Willie Cole Recycles Musical Instruments Into Outstanding Sculptures

Billy Anania, Hyperallergic, May 23, 2022

Time is itself a recycling process for Cole, whose freewheeling spirit transcends linearity in his excavations of art and music history.

 

At the entrance to Willie Cole’s No Strings, a peacock of piano keys greets visitors from the center of the room. Instead of a rainbow plume, the New Jersey artist layered black sharps and flats atop a fan of white keys, fragments of gold pedals comprising its beak and claws. While not a songbird, the piece nonetheless sets a dulcet tone throughout the gallery of Alexander and Bonin, strutting the line between listening and looking.

The exhibition is Cole’s latest foray into assemblage at the Soho mainstay. For this show, the artist partnered with Yamaha, whose upcycling program donates blemished instruments that did not pass final inspection. New acoustic guitars are split open, divided into pieces, and rearranged into bodily forms, with some proceeds from sales going toward the music department at Arts High School, Cole’s alma mater in Newark.

Known for large-scale installations composed of water bottles, hairdryers, and women’s shoes, Cole once again exhibits his talent for seeing life everywhere. Two musicians made entirely of halved guitar bodies appear to serenade viewers from one corner of the gallery, but their tune is drowned out by car horns and ambulance sirens outside on Broome Street.
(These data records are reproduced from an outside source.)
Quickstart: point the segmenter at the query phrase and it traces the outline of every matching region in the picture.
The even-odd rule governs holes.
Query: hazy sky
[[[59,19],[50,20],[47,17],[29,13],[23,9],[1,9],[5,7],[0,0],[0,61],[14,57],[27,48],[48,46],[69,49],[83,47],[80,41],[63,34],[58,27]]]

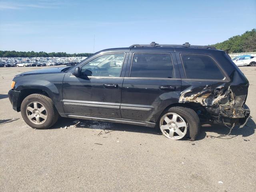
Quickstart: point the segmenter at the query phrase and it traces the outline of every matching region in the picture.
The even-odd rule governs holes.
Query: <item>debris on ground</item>
[[[108,131],[108,132],[106,132],[106,131],[105,131],[105,130],[104,130],[104,131],[105,132],[105,134],[108,134],[108,133],[110,133],[110,132],[112,132],[112,131],[114,131],[114,130],[109,131]]]
[[[100,135],[101,135],[102,134],[102,133],[101,133],[102,132],[102,131],[101,131],[100,132],[100,133],[97,135],[98,135],[98,136]]]
[[[100,143],[94,143],[94,144],[97,144],[97,145],[103,145],[103,144],[100,144]]]

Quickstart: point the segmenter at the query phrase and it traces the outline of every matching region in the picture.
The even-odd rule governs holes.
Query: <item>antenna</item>
[[[95,35],[93,38],[93,53],[94,53],[94,48],[95,47]]]

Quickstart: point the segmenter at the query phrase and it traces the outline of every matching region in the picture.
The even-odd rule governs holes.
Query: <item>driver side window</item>
[[[124,53],[101,55],[83,66],[81,72],[87,76],[120,77],[125,56]]]

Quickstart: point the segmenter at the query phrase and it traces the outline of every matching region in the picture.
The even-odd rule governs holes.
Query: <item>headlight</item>
[[[13,89],[13,88],[14,87],[14,85],[15,85],[15,82],[12,81],[12,85],[11,85],[11,87],[12,88],[12,89]]]

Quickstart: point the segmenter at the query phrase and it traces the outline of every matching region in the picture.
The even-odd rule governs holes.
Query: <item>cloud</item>
[[[37,0],[34,1],[23,0],[22,3],[16,3],[14,2],[0,1],[0,10],[12,9],[19,10],[26,8],[56,8],[58,5],[67,5],[64,1]]]

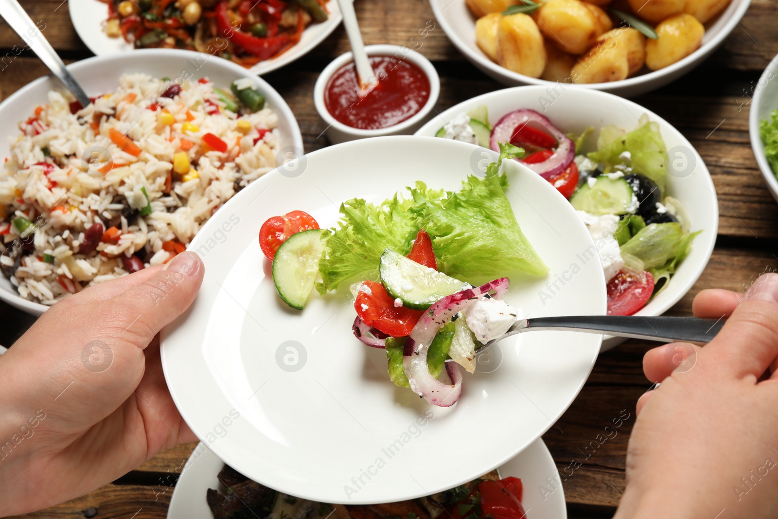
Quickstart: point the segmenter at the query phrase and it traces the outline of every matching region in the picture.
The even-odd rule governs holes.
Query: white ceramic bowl
[[[292,110],[281,95],[261,78],[251,71],[225,59],[206,56],[197,52],[175,49],[138,50],[135,52],[109,56],[99,56],[82,60],[68,65],[76,80],[89,96],[98,96],[114,89],[119,77],[128,72],[144,72],[155,77],[192,77],[194,79],[208,76],[216,85],[229,86],[239,78],[251,78],[265,95],[267,106],[279,117],[279,129],[283,135],[281,148],[295,146],[300,153],[303,149],[303,136]],[[45,104],[47,93],[52,89],[64,90],[65,87],[54,76],[47,75],[23,86],[0,103],[0,160],[9,156],[10,139],[19,135],[17,121],[30,116],[39,104]],[[48,307],[28,301],[20,297],[11,282],[0,276],[0,300],[33,315],[40,315]]]
[[[765,184],[778,202],[778,178],[775,172],[765,158],[765,146],[762,143],[759,135],[759,122],[762,119],[769,119],[770,112],[778,109],[778,56],[773,58],[770,64],[765,68],[759,82],[754,89],[754,96],[751,100],[751,108],[748,111],[748,134],[751,136],[751,146],[754,149],[754,156],[756,163],[759,165],[762,175],[765,177]]]
[[[353,61],[352,54],[346,52],[332,60],[332,62],[321,71],[319,78],[316,80],[316,85],[314,86],[314,103],[316,105],[316,110],[327,123],[327,129],[324,132],[332,144],[339,144],[367,137],[410,135],[429,118],[429,114],[435,107],[435,103],[437,103],[438,95],[440,93],[440,78],[429,59],[407,47],[398,45],[368,45],[365,47],[365,51],[367,51],[368,56],[396,56],[421,68],[429,79],[429,99],[427,100],[427,103],[422,107],[418,114],[398,124],[387,128],[377,130],[361,130],[346,126],[343,123],[335,121],[335,118],[330,115],[324,105],[324,89],[327,88],[327,82],[330,80],[332,75],[341,67]]]
[[[508,338],[489,362],[464,373],[456,405],[431,406],[390,381],[384,351],[354,337],[348,282],[337,293],[311,294],[302,311],[291,310],[257,240],[265,219],[293,209],[327,228],[338,221],[340,203],[354,197],[380,203],[416,181],[458,189],[482,153],[496,155],[410,135],[328,146],[252,182],[203,226],[190,248],[202,255],[205,278],[186,314],[163,330],[160,355],[181,416],[217,456],[303,499],[387,503],[452,488],[503,465],[564,412],[594,366],[601,335]],[[512,275],[506,300],[532,315],[604,314],[605,276],[594,261],[579,265],[565,293],[542,306],[538,292],[568,275],[593,241],[542,177],[512,160],[504,170],[513,213],[550,269],[543,277]],[[216,244],[212,237],[224,226],[231,230]],[[405,433],[409,427],[412,437]],[[456,441],[467,442],[466,451],[442,459],[441,446]]]
[[[108,37],[103,30],[103,24],[108,17],[108,8],[105,2],[100,0],[70,0],[68,7],[70,9],[70,19],[79,37],[95,54],[104,56],[135,50],[124,38]],[[336,0],[330,2],[328,9],[331,15],[329,19],[307,27],[296,45],[280,56],[260,61],[248,70],[260,75],[267,74],[303,57],[324,41],[340,25],[342,19]]]
[[[219,472],[224,461],[209,451],[205,444],[198,444],[181,471],[170,496],[167,519],[213,519],[205,500],[209,489],[223,492]],[[538,439],[516,458],[497,469],[500,477],[520,478],[524,487],[521,503],[532,519],[567,519],[565,492],[554,458],[543,440]],[[548,479],[554,482],[555,489]],[[545,489],[536,491],[536,489]],[[170,492],[166,489],[164,493]]]
[[[550,104],[543,100],[547,99],[545,86],[518,86],[491,92],[449,108],[425,124],[416,135],[433,136],[446,121],[450,121],[457,114],[485,105],[492,123],[518,108],[531,108],[543,114],[565,132],[580,133],[593,126],[598,131],[589,136],[587,143],[594,146],[600,128],[615,124],[633,129],[637,125],[638,117],[647,114],[651,121],[659,124],[670,160],[687,161],[687,168],[683,172],[676,176],[668,175],[668,195],[682,202],[691,220],[692,230],[703,231],[695,238],[691,253],[681,264],[669,285],[637,313],[638,315],[661,315],[678,303],[697,281],[708,264],[716,243],[718,201],[708,169],[680,132],[656,114],[632,101],[605,92],[576,87],[560,91]],[[609,349],[623,341],[606,335],[602,349]]]
[[[470,12],[464,0],[429,0],[433,12],[451,42],[486,75],[504,85],[545,85],[551,81],[531,78],[508,70],[490,60],[475,44],[476,18]],[[726,11],[706,24],[703,44],[682,60],[660,70],[607,83],[580,85],[584,88],[605,90],[623,96],[639,96],[675,81],[705,61],[738,26],[751,0],[732,0]]]

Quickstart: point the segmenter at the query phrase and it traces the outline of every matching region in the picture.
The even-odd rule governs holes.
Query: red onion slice
[[[386,338],[387,335],[375,328],[371,328],[359,318],[359,316],[357,316],[354,319],[354,324],[352,325],[351,329],[354,332],[355,337],[371,348],[386,349]],[[380,337],[380,335],[384,335],[384,337]]]
[[[492,129],[489,146],[499,153],[499,142],[510,142],[516,128],[529,124],[540,128],[556,139],[554,154],[543,162],[524,164],[544,178],[562,173],[576,157],[576,145],[564,132],[557,129],[550,121],[534,110],[522,108],[504,115]]]
[[[421,319],[411,331],[403,349],[402,365],[411,384],[411,389],[424,398],[433,405],[448,407],[453,405],[462,394],[462,373],[456,363],[446,363],[446,372],[451,379],[450,384],[443,384],[429,374],[427,353],[435,334],[451,317],[478,300],[483,299],[490,291],[502,297],[508,289],[507,278],[495,279],[481,286],[465,289],[443,297],[424,312]]]

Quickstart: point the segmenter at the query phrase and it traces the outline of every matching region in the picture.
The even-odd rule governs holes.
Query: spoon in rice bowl
[[[75,78],[65,68],[65,63],[44,37],[41,30],[33,22],[19,2],[16,0],[0,0],[0,16],[5,19],[24,44],[37,54],[40,61],[62,82],[62,84],[73,93],[81,105],[88,107],[92,101]]]

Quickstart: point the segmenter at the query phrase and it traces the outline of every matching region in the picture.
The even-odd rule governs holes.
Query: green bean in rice
[[[0,268],[22,297],[51,305],[165,263],[275,167],[270,108],[226,110],[229,86],[205,79],[177,86],[128,74],[80,110],[51,91],[19,124],[0,171]]]

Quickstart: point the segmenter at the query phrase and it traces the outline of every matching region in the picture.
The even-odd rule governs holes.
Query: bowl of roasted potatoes
[[[751,0],[429,0],[449,39],[509,85],[637,96],[704,61]],[[551,83],[559,83],[553,86]]]

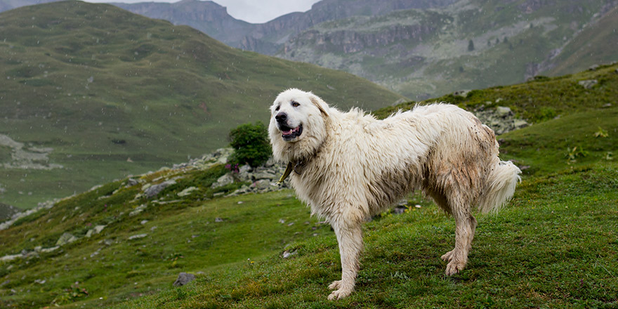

It brings to mind the downtown folk, jazz, and blues scenes of the mid20th century, before luxury retail overtook the neighborhood. Crucially, Cole made both pieces with guitars of two different shades and blended them into each body, giving them shared characteristics. This leads me to wonder if these instrumentalists, titled “Strummer” and “Picker” (2022), are long-term bandmates or just linking up for a momentary jam session.

Across from them, two pieces constructed with sleek black guitar parts resemble busts of human heads, their teeth made of tuning pegs, tongues of fretboards, eyes of tailpieces, and hair of bridge pins. Cole even punches out the electronic preamps to create ear holes. Given the recent discourse around Black representation in sculptural busts, the works subtly illuminate the long record of cultural appropriation by white artists.

“I am more of a perceptual engineer,” Cole told Hyperallergic in 2013. “I change the way people see everyday objects.” In that same interview, he describes his passion for music, particularly playing guitar, noting that his art is an improvisation on the “visual harmonics” of everyday objects. This comes through most triumphantly in a huge mandala made of guitar necks, titled “Dial-a-Tune” (2022) — a reference to old answering machines that would play back music for callers. At the center of its ornate design, a metal hard-body banjo hints at a tough but reflective core. Despite the exhibition’s title, nickel-wound strings are present in every guitar. Time is itself a recycling process for Cole, whose freewheeling spirit transcends linearity in his excavations of art and music history. He confronts this directly in a newer piece in a back office of the gallery, titled “The Birth of the Blues” (2022). Two bare-chested Black mannequins gaze toward the floor with black guitars placed over their heads, resembling the wooden yokes forced on enslaved African people. Behind their backs, white chains bind their hands, their torsos submerged in white rice. This sublime piece hearkens to the political ties that still bind aesthetics in the United States, which are in dire need of breaking.